For instance, in 2000, the British label Strut, in conjunction with the fabled disco indie West End Records, issued Live at the Paradise Garage, a 90-minute set recorded on reel-to-reel in 1979 by the legendary New York DJ Larry Levan. Though a new Levan compilation, Genius of Time, which was recently named Best New Reissue by Pitchfork, takes its selections from the Universal catalog, making it relatively easy to put together, clearing the licensing rights for the 19 tracks on Live at the Paradise Garage took four years to complete, the late Mel Cheren, the Garage's financial backer and West End's founder, told Billboard. With Dubset's software, the same thing could conceivably be accomplished in about 22 minutes.
That is, if all the tracks on a mix can be licensed — hardly a sure thing, beginning with the fact that, according to Music Business Worldwide, Dubset's deals include none with major labels, which severely limits how many user-made remixes it can license. And it stands to reason that many, if not most, neophyte producers will first try their hands at something on a major, thereby limiting the number of remixes or DJ mixes Apple and Dubset might thereby monetize. (Neither Apple nor SoundCloud would comment on the record for this story.)
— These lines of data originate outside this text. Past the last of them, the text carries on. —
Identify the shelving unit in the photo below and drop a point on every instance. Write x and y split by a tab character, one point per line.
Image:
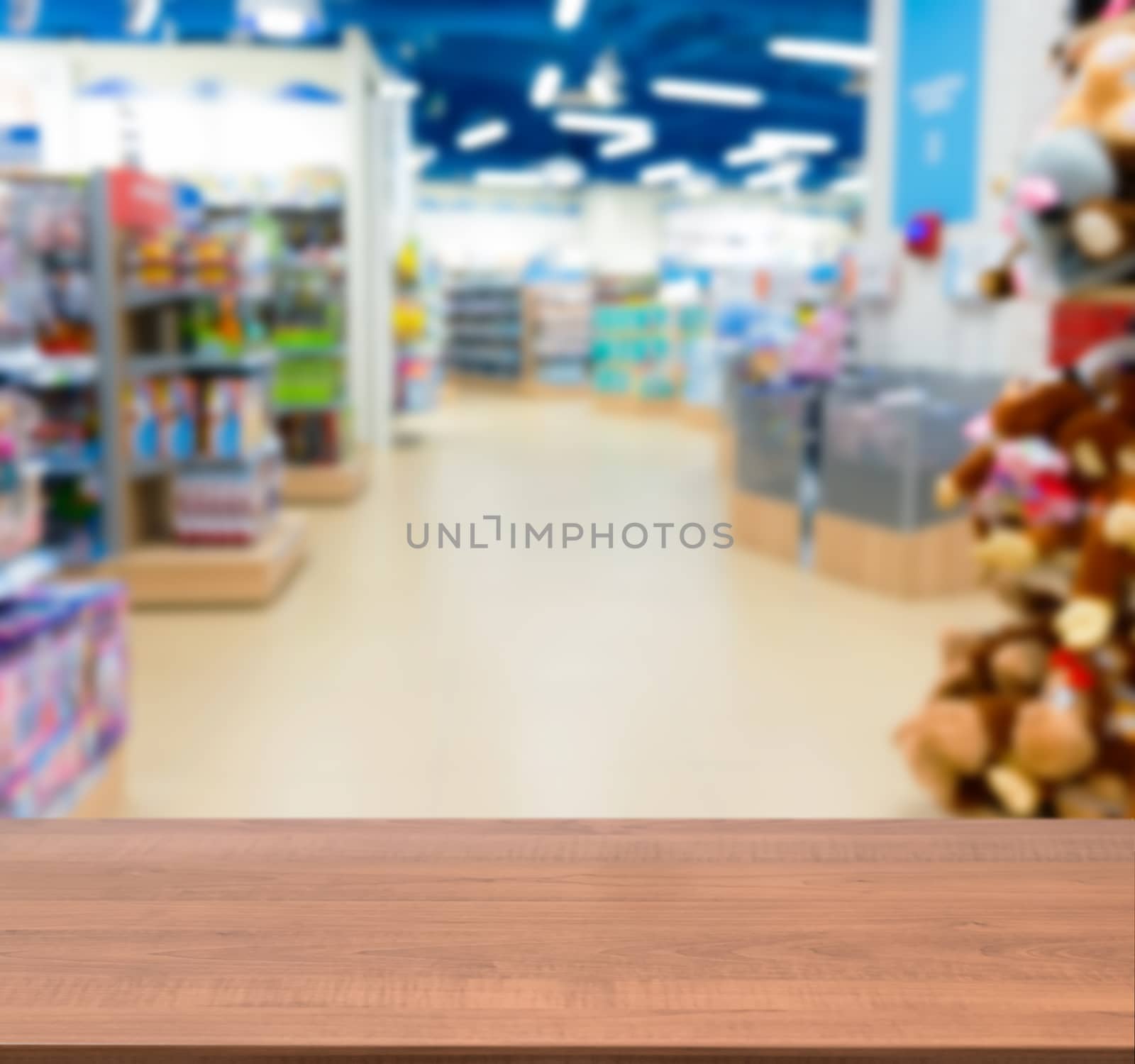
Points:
485	331
633	348
241	551
558	337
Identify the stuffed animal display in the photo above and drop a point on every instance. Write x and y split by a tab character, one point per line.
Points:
1073	204
1038	717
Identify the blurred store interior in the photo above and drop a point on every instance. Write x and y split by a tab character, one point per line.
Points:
567	407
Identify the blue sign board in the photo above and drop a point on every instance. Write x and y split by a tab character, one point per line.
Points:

White waves off these concerns: "We look at this as a marathon, not a sprint," he says. "Folks like Spinnin', Ultra, and other dance labels are licensed and on board with us. We continue to work to attain major label licensing agreement. We have a number of folks who are tied to the majors" — including such big-stage dance headliners as David Guetta and Afrojack. "We have content that is currently cleared under the label agreements we have in place. Spinnin' Records is a great example of this — the [podcast series] Spinnin' Sessions are made up of 100 percent Spinnin' Records content — high demand mixes that consumers care about that are made up of a single label or label group."
There's reason to hope this kind of action bears fruit — at least musically. For one thing, the December 1991 copyright-infringement verdict against rapper Biz Markie for using a chunk of Gilbert O'Sullivan's "Alone Again (Naturally)" that he had failed to legally clear largely put a halt on a freewheeling era of sample-based hip-hop production. The Dubset/Legitmix/MetaPop model might open that door back up again. For another, there are an uncountable number of DJ sets out there, old and new, in all styles of music, that might find new ears thanks to rights-clearing technology, from Tom Moulton's word-building early-seventies reel-to-reel sets to last week's Essential Mix.
For all the altruism at work here, the money is likely to be minuscule: When Apple Music launched, during the three-month trial period, it agreed (after public pressure from, among others, Taylor Swift) to pay publishers 0.047 cents per stream. That figure would have to go up exponentially for it to make much difference, and even if an hour-long DJ set receives a larger fee, it's still minuscule. ("A really popular artist could make hundreds!" quipped a DJ friend.) Until the day comes when everyone is under the same umbrella — a day we will likely never see — those DJs and producers will do what they've done for decades: Keep it underground.